In this case, the jury, as fact finder, was not given a jury instruction on the lesser-included offense of careless driving and therefore was not in a position to weigh whether Al‑Naseer’s conduct constituted gross negligence or ordinary negligence.  This was error.  Therefore, Al‑Naseer is entitled to a new trial.

            Reversed and remanded for a new trial.

[1]          On December 8, 2004, we issued an order, with written opinion to follow, reversing and remanding this case to the district court for a new trial.

[2]          The question of whether the court of appeals erred in concluding that the admission of the videotaped interview was improper is not before us in this appeal.

[3]          An intentional killing may be mitigated to first-degree manslaughter (heat of passion) when:  (1) the killing was committed in the heat of passion; and (2) the passion was provoked by such words or acts of another as would provoke a person of ordinary self-control under like circumstances.  See State v. Brocks, 587 N.W.2d 37, 41 (Minn. 1988); see also Minn. Stat. § 609.20(1) (2004).

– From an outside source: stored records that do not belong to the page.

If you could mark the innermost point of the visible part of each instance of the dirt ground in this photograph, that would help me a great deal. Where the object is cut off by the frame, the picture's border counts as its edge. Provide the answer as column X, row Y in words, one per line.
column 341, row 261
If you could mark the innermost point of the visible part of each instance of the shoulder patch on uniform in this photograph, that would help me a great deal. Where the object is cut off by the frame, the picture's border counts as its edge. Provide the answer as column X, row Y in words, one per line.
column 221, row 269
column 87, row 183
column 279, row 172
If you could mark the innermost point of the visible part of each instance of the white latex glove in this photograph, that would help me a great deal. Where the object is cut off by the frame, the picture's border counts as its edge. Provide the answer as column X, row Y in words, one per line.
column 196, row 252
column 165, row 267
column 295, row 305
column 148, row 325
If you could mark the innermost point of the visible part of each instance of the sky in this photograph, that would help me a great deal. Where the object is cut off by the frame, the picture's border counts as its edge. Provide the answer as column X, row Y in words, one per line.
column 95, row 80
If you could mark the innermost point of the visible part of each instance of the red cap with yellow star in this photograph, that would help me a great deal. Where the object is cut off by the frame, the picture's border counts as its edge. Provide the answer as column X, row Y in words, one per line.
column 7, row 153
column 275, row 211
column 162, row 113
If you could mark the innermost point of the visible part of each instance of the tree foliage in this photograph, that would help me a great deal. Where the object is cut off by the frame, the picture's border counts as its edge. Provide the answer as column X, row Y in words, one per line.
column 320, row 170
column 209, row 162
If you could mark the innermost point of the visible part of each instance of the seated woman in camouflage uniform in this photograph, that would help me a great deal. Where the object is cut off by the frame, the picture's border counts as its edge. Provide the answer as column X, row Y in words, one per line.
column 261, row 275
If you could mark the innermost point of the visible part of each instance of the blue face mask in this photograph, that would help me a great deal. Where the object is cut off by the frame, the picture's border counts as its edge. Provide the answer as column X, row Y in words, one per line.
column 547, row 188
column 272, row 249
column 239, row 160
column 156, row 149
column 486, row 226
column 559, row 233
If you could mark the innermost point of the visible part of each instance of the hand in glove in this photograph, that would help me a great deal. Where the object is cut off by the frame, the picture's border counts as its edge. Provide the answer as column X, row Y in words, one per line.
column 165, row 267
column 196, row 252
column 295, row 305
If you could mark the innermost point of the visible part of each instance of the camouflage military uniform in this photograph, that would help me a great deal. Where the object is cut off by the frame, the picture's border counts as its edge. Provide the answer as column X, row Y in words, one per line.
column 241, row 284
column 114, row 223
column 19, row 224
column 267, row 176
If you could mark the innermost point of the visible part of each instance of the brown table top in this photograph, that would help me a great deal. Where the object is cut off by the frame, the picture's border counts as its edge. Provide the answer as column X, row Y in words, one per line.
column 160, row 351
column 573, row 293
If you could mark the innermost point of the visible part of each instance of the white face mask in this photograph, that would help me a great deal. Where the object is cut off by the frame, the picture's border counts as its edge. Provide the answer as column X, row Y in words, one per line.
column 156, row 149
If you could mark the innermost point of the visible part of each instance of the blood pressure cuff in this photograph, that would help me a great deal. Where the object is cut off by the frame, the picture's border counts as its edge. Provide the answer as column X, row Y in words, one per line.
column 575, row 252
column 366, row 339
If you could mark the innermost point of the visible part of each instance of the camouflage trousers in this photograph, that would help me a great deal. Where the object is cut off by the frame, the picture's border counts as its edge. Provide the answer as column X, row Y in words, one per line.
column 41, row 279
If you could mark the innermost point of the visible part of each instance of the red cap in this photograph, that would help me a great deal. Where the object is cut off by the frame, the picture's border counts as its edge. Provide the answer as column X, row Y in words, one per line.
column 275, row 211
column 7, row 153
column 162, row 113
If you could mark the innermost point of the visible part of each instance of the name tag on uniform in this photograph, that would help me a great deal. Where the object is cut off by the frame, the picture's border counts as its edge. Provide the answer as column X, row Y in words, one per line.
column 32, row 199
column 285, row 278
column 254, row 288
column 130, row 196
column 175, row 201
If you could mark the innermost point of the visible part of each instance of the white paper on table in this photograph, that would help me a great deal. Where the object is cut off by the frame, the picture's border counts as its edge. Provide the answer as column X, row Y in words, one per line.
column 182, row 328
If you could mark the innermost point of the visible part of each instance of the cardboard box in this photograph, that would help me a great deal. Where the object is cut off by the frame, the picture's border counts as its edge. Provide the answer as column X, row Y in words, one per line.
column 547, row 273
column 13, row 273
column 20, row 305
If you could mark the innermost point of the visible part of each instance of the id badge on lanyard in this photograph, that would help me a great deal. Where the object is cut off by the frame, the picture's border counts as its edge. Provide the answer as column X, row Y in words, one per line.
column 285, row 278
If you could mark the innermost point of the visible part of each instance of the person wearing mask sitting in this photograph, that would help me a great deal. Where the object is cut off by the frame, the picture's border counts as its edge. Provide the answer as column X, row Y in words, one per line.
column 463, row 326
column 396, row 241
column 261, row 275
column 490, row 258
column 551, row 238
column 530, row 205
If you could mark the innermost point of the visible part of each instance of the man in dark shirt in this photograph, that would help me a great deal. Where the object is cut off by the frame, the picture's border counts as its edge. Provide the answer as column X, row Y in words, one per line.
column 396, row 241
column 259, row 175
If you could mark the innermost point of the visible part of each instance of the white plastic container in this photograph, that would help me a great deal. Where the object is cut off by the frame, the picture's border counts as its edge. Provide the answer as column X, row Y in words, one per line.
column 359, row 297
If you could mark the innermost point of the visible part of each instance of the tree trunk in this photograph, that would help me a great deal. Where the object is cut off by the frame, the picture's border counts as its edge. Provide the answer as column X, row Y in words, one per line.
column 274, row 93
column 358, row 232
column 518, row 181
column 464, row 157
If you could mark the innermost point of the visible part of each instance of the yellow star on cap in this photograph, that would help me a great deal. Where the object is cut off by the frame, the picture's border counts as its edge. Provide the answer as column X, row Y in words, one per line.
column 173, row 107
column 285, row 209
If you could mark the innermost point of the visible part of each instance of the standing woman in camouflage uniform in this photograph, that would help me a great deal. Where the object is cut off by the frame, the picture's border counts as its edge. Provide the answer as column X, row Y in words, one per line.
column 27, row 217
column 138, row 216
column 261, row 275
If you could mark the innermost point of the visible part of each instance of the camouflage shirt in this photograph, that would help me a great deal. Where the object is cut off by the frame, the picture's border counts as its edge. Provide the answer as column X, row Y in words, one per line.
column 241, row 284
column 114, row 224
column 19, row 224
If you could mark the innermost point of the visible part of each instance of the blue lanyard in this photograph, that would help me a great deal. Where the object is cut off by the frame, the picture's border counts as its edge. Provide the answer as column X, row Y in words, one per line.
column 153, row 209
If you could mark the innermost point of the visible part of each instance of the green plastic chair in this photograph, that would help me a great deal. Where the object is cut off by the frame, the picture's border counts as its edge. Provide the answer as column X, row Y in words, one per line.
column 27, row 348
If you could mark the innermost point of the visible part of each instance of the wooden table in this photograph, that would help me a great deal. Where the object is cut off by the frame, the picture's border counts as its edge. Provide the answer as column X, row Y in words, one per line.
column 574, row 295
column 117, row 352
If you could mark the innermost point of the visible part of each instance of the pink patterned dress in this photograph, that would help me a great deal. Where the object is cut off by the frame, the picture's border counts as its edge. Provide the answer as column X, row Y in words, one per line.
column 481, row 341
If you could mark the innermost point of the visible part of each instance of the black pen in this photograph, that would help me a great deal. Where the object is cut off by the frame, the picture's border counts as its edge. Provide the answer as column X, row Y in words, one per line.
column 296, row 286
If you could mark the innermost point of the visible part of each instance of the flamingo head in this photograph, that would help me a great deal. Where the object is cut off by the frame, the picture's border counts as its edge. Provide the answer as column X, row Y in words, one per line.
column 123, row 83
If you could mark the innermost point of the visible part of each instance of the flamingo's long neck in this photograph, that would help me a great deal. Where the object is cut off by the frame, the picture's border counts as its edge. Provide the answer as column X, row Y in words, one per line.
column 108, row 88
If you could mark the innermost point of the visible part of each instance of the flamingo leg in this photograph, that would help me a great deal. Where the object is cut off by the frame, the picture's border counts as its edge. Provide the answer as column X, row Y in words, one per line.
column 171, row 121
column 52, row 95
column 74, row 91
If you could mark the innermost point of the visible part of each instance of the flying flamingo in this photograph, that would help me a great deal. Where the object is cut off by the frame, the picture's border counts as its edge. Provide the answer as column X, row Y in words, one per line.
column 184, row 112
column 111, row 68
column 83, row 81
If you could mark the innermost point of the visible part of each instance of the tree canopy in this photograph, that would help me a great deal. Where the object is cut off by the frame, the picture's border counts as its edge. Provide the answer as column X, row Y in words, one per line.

[4]          We note that this definition of “gross negligence” does not include any suggestion that the result of the conduct plays a role in determining whether the conduct constitutes gross negligence.  Nor do we believe that the result of the conduct plays any role in that determination.  Therefore, we conclude that, while the accident victim’s death is a necessary element to be proved in order to establish criminal vehicular homicide, it is not an element that must be proved to establish gross negligence.  Any holding to the contrary in the court of appeals’ decision in Pelawa is expressly overruled.